AI-powered team meeting system built on LangGraph. Autonomous AI agents with distinct roles participate in structured meetings, discuss agendas, and produce actionable outcomes — all from your terminal.

Warning

Doorae is in early development and is not yet production-ready. APIs, configuration, and meeting workflows may change without notice.

Overview

Doorae creates realistic team meetings where AI agents collaborate like real team members. Each agent has a defined role, responsibilities, and expertise. A Host facilitates, a PM tracks progress, a TechLead makes architecture decisions — and they all discuss your agenda items with context-aware responses.
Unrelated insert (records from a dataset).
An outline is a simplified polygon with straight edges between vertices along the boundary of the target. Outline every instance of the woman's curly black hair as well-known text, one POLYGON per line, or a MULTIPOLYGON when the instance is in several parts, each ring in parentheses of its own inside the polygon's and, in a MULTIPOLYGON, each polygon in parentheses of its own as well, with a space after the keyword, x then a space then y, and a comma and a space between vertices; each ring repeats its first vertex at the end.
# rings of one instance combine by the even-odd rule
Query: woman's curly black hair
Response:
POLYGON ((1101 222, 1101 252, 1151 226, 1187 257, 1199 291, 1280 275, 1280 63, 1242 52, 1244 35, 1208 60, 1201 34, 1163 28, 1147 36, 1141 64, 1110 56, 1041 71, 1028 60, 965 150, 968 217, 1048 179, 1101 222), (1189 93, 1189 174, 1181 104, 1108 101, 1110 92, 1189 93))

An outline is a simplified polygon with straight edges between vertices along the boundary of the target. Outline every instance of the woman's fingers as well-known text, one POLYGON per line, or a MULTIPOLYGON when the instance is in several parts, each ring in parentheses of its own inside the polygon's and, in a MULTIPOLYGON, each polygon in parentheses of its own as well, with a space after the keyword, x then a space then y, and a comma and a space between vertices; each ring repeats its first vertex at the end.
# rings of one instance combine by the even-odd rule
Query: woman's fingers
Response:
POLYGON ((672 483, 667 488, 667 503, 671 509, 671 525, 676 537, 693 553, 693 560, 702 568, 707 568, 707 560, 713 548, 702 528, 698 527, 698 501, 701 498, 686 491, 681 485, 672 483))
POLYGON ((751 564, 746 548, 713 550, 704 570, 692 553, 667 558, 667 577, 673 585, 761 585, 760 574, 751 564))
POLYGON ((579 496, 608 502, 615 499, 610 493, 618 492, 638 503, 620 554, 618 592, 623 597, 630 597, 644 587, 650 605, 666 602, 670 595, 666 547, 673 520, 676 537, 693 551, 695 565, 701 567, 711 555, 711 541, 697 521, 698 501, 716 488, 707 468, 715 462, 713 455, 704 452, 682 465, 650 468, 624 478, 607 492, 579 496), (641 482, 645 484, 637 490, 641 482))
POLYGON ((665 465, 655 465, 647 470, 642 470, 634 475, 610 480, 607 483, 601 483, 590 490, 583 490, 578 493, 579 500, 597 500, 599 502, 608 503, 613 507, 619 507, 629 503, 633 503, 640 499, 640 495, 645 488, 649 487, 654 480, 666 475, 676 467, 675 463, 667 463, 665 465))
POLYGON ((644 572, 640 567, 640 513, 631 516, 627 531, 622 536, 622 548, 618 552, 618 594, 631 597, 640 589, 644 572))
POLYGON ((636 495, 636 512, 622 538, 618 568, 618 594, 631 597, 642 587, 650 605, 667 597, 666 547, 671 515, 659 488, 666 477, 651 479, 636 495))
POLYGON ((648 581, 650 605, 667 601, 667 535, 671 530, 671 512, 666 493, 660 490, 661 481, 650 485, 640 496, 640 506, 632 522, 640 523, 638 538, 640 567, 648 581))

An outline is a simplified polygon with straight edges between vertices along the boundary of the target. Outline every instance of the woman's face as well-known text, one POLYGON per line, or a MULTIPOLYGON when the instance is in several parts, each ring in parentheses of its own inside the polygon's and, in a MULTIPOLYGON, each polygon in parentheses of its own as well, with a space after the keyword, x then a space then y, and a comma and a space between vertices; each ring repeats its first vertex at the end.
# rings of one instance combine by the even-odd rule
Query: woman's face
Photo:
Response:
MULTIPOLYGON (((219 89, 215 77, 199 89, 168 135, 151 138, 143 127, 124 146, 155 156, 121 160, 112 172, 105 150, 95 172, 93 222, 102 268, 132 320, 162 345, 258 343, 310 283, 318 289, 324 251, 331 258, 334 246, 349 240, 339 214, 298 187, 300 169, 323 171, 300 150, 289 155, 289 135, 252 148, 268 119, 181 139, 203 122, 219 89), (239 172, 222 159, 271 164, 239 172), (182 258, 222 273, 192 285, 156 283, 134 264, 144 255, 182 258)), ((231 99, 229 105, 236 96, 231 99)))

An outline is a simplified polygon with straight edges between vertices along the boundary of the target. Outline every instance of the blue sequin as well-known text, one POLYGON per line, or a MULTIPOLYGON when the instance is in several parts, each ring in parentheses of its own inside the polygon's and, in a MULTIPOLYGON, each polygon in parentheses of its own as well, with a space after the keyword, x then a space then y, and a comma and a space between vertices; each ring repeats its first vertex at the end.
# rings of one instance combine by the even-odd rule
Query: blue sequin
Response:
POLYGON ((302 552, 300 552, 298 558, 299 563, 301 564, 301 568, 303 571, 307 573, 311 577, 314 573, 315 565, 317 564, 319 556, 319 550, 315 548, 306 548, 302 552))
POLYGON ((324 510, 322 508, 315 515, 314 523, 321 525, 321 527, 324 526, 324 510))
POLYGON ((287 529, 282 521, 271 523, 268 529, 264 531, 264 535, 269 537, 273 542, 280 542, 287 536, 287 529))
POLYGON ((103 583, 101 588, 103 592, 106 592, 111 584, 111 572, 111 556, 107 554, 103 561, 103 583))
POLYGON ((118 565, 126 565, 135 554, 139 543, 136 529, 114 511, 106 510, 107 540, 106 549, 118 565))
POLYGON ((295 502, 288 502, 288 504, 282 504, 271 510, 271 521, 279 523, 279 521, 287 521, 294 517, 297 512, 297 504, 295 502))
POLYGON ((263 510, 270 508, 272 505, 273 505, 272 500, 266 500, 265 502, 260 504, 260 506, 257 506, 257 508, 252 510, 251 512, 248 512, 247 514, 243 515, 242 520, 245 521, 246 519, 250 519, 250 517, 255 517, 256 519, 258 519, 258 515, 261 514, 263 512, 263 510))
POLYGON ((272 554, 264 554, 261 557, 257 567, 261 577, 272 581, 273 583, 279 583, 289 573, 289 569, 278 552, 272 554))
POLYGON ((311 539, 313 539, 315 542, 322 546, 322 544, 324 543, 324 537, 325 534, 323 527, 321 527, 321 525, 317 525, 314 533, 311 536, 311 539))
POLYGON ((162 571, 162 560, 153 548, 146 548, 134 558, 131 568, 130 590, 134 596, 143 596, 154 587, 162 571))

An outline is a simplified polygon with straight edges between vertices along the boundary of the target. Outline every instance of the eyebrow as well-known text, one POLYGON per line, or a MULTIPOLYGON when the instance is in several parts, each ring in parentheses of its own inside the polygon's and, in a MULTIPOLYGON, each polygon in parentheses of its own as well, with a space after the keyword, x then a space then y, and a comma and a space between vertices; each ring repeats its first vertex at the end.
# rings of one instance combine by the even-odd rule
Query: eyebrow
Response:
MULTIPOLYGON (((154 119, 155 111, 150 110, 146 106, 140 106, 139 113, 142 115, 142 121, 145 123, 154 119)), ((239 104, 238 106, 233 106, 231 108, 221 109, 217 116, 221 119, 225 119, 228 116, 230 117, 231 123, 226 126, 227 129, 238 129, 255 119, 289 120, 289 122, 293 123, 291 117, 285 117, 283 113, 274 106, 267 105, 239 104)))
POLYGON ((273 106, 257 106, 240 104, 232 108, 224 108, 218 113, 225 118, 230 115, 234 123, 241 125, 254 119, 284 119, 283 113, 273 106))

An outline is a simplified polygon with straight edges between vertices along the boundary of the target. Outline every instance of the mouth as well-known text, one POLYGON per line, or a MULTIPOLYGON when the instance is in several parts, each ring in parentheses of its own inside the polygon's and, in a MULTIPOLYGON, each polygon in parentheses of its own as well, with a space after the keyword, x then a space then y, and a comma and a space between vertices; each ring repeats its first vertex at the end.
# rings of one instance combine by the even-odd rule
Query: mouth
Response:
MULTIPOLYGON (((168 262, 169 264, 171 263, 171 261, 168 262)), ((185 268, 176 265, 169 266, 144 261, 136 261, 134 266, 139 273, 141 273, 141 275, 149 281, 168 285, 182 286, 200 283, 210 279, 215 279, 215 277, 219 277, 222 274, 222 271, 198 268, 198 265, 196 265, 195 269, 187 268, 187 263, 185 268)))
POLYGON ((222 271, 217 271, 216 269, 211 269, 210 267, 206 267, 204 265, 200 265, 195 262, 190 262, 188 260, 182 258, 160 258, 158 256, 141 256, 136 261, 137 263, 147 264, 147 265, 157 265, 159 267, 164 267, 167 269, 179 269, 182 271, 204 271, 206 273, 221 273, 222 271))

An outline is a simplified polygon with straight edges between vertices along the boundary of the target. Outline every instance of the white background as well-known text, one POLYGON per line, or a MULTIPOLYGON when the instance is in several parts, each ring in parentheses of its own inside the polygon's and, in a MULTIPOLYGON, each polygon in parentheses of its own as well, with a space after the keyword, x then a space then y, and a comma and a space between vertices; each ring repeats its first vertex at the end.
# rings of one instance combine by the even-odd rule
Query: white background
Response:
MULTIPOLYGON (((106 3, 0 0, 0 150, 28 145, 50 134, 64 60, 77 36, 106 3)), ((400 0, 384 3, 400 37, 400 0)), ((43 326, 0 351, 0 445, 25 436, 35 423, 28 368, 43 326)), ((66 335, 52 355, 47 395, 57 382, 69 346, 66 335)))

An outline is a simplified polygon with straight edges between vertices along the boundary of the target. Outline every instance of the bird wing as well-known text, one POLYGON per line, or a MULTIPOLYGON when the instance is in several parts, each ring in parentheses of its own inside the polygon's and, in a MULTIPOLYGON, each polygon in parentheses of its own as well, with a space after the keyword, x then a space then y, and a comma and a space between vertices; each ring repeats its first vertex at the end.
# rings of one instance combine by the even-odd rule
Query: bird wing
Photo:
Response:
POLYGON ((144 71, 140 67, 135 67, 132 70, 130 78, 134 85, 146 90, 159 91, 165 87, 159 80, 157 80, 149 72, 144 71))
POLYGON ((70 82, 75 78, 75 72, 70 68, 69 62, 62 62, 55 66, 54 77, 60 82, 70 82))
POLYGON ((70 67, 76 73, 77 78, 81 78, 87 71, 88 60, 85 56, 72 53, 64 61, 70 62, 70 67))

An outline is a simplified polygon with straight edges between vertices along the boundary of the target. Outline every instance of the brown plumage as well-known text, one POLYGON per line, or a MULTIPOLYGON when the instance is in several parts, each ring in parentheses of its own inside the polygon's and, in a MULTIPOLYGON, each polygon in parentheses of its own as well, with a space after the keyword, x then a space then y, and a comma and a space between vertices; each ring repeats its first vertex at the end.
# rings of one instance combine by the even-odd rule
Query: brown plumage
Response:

$ doorae --message "Start the sprint meeting"
┌──────────────── 📋 Agenda Status ────────────────┐
│  🔄 1. Project Roadmap Discussion (Host) [2:15] ← │
│  ⏳ 2. Sprint Review (PM)                         │
│  ⏳ 3. Sprint Planning (TechLead)                  │
└───────────────────────────────────────────────────┘

[Host]
Hello everyone, let's begin today's sprint meeting. The first agenda item is...

[PM]
Let me share the current project status. Based on the GitHub issues...
image

Features

  • Autonomous agents — Each agent has a role, responsibilities, and expertise that shape their responses
  • Agenda-driven workflow — Structured meeting flow with automatic agenda progression
  • Hierarchical delegation — Supervisors (e.g., TechLead) can delegate to sub-agents (Backend, Frontend)
  • MCP tool integration — Agents access external tools like GitHub for real data
  • Per-agent LLM config — Different models/providers per agent with ${ENV_VAR} support
  • Two-brain LLM strategy — Main LLM for conversation, Task LLM for extraction and analysis
  • TUI & CLI modes — Rich terminal UI with live progress, or classic streaming output
  • Human participation — Join the meeting as a real participant alongside AI agents

Prerequisites

  • Python 3.10+
  • uv (recommended) or pip
  • An OpenAI-compatible API key (OpenAI, OpenRouter, Azure OpenAI, etc.)

Getting Started

1. Install

git clone https://github.com/doorae-lab/doorae.git
cd doorae
uv sync

Optional global install:

uv tool install .

If doorae is not available in PowerShell after uv tool install ., run uv tool update-shell once and restart the terminal.

2. Initialize the workspace

uv run doorae init

3. Create a project scaffold

uv run doorae project create demo

This creates .doorae/projects/demo/ with project.yaml, config/agent_profiles.yaml, config/agendas.yaml, and config/mcp_servers.json.

The generated config/agent_profiles.yaml keeps an example per-agent llm override commented out. Uncomment it only when a specific project participant should use a different model/provider than the global .env.

4. Configure

Edit .env with your API key and preferred models:

OPENAI_API_KEY=your-api-key-here
OPENAI_BASE_URL=https://openrouter.ai/api/v1  # or https://api.openai.com/v1

LLM_MAIN_MODEL=deepseek/deepseek-v3.2
LLM_TASK_MODEL=google/gemini-2.5-flash

Tip

OpenRouter is recommended for cost efficiency. See .env.example for all configuration options including Azure OpenAI, local Ollama, and LangSmith tracing. If you use https://api.openai.com/v1, switch to OpenAI model IDs such as gpt-5-mini and gpt-5-nano.

5. Run

uv run doorae run --project demo

Usage

# Project-aware meeting
uv run doorae run --project demo

# Default meeting (legacy env/config path flow)
uv run doorae

# Initialize a workspace and scaffold a project
uv run doorae init
uv run doorae project create demo

# Custom message
uv run doorae -m "Emergency bug response meeting"

# Classic CLI (no TUI)
uv run doorae --classic

# Project-aware classic CLI
uv run doorae run --project demo --classic

# Custom profiles & config
uv run doorae --profiles config/custom_profiles.yaml --config .env.prod

# Project-aware run with a custom .env
uv run doorae run --project demo --config .env.prod

# With LangSmith tracing
uv run doorae --trace

# Verbose logging
uv run doorae -v

Configuration

Agent Profiles (config/agent_profiles.yaml)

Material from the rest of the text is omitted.